La goutte : les avancées selon la littérature

Maladies chroniques
La goutte : les avancées selon la littérature

Publié le 29 mars 2024

Physiopathologie de la goutte

La goutte, une forme d'arthrite inflammatoire méconnue malgré sa prévalence et son impact significatif sur la qualité de vie des personnes qui en souffrent, touche chaque année environ 681 000 adultes au Canada (1). Elle est caractérisée par des douleurs et un gonflement dans les articulations principalement localisées dans le gros orteil, mais elle peut également affecter d'autres articulations telles que les genoux, les chevilles, les mains et les coudes (2). 

 

Étiologie, symptômes et facteurs de risque 

La goutte apparaît lorsque le corps produit un excès d'acide urique ou rencontre des difficultés pour l'éliminer efficacement. Cet acide urique résulte de la décomposition de certaines molécules, notamment les purines (3). Normalement, les reins filtrent cet acide du sang et l’excrètent dans l'urine. Cependant, le corps peut parfois produire un excès d'acide urique ou les reins ne parviennent pas à l’évacuer assez rapidement, provoquant une hyperuricémie. Cette condition peut conduire à l’accumulation de cristaux d’acide urique dans les articulations, engendrant les symptômes caractéristiques de la goutte (2). Le surpoids, l'obésité, l'insuffisance cardiaque congestive, le diabète, l'hypertension, les maladies rénales, ainsi que la consommation excessive d'alcool et de protéines animales sont tous des facteurs de risque qui augmentent les probabilités de subir des crises de goutte (2). Cependant, les prédispositions génétiques jouent un rôle déterminant dans le développement et la sévérité de l'hyperuricémie et de la goutte, comme l'a révélé une méta-analyse en 2018 (4). Bien que les professionnels de la santé devraient sensibiliser leurs patients-clients à adopter des habitudes alimentaires pour réduire leurs risques de récidive et leurs symptômes, il est important de reconnaître l’impact génétique sur le développement de cette maladie afin d’éviter la stigmatisation. 

 

La thérapie nutritionnelle 

La diète pauvre en purines

La diète pauvre en purines est une approche nutritionnelle recommandée pour la gestion des symptômes de la goutte, conformément aux lignes directrices publiées en 2020 par l'American College of Rheumatology (5).

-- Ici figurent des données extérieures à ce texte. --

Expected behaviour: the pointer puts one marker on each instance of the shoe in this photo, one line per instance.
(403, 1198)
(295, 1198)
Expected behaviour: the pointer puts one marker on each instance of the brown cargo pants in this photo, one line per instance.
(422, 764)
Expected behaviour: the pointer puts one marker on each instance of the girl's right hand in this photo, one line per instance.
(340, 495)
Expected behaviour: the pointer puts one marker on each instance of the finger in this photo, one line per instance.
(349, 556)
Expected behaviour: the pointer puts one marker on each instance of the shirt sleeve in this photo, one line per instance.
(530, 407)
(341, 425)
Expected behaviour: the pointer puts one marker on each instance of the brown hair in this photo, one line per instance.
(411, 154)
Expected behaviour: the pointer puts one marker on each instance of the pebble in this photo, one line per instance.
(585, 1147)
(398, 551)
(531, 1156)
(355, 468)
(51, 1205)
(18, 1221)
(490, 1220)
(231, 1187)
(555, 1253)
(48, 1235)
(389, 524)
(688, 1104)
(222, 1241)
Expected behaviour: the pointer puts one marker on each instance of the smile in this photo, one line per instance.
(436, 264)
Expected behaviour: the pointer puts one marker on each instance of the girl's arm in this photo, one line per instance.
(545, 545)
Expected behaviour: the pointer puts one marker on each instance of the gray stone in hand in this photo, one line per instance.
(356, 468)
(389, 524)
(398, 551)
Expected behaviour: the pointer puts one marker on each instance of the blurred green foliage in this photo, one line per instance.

Les aliments riches en purines, tels que la viande, la volaille, le poisson et les fruits de mer, devraient être limités. À l'inverse, le lait, le yogourt, le fromage et les œufs, qui sont des sources de protéines animales faibles en purines, sont conseillés dans une alimentation faible en purines. Les preuves ne montrent aucune association entre la goutte et la consommation de produits laitiers. Cependant, il n'existe pas de recommandation spécifique sur ce sujet puisque ces preuves proviennent principalement d'études observationnelles de faible qualité (5, 6). Par ailleurs, certains aliments d'origine végétale, tels que le chou-fleur et les épinards, sont riches en purines. Cependant, ils ont une association négative avec les niveaux d'acide urique dans le corps et l'apparition des symptômes de la goutte (7). Une hypothèse est que les purines présentes dans les végétaux ont une biodisponibilité nettement inférieure à celles trouvées dans les produits d'origine animale. Pour cette raison, il est conseillé de privilégier les légumes, les légumineuses, les grains entiers et les produits à base de soja dans une alimentation faible en purines. 

 

L’alcool et le fructose

L'alcool peut également contribuer à une augmentation du niveau d'acide urique dans le sang en diminuant son excrétion et en favorisant sa production, notamment en accélérant la dégradation de l'adénosine triphosphate (ATP). Une revue systématique et une méta-analyse d'études observationnelles réalisées par Li et collègues en 2018 ont révélé une association entre une consommation élevée d'alcool et un risque accru d'hyperuricémie et de crises de goutte, comparativement à une absence de consommation d'alcool (8). De plus, une relation dose-réponse a été observée entre la consommation d'alcool et l'incidence des crises de goutte (8, 9).

 

Une consommation excessive de fructose peut également augmenter les niveaux d'acide urique en provoquant une surcharge aiguë dans le foie. Cela favorise l'hyperuricémie en augmentant les niveaux d'adénosine monophosphate (AMP), qui sont ensuite dégradés en acide urique (7). Une revue parapluie publiée en 2023, regroupant plusieurs méta-analyses et revues systématiques, confirme une association positive entre la consommation de sucre, notamment de boissons sucrées, et une augmentation des risques de développer la goutte, bien que la qualité des preuves varie (10). Cependant, ces résultats ne s'appliquent pas au fructose présent en quantités beaucoup plus modestes dans les fruits entiers (à l’exclusion du jus de fruits). Une étude menée aux États-Unis sur 28 990 participants a démontré que ceux consommant en moyenne plus de deux portions de fruits par jour présentaient un risque de goutte réduit de 50% par rapport à ceux qui en consommaient moins d'une demi-portion par jour (11).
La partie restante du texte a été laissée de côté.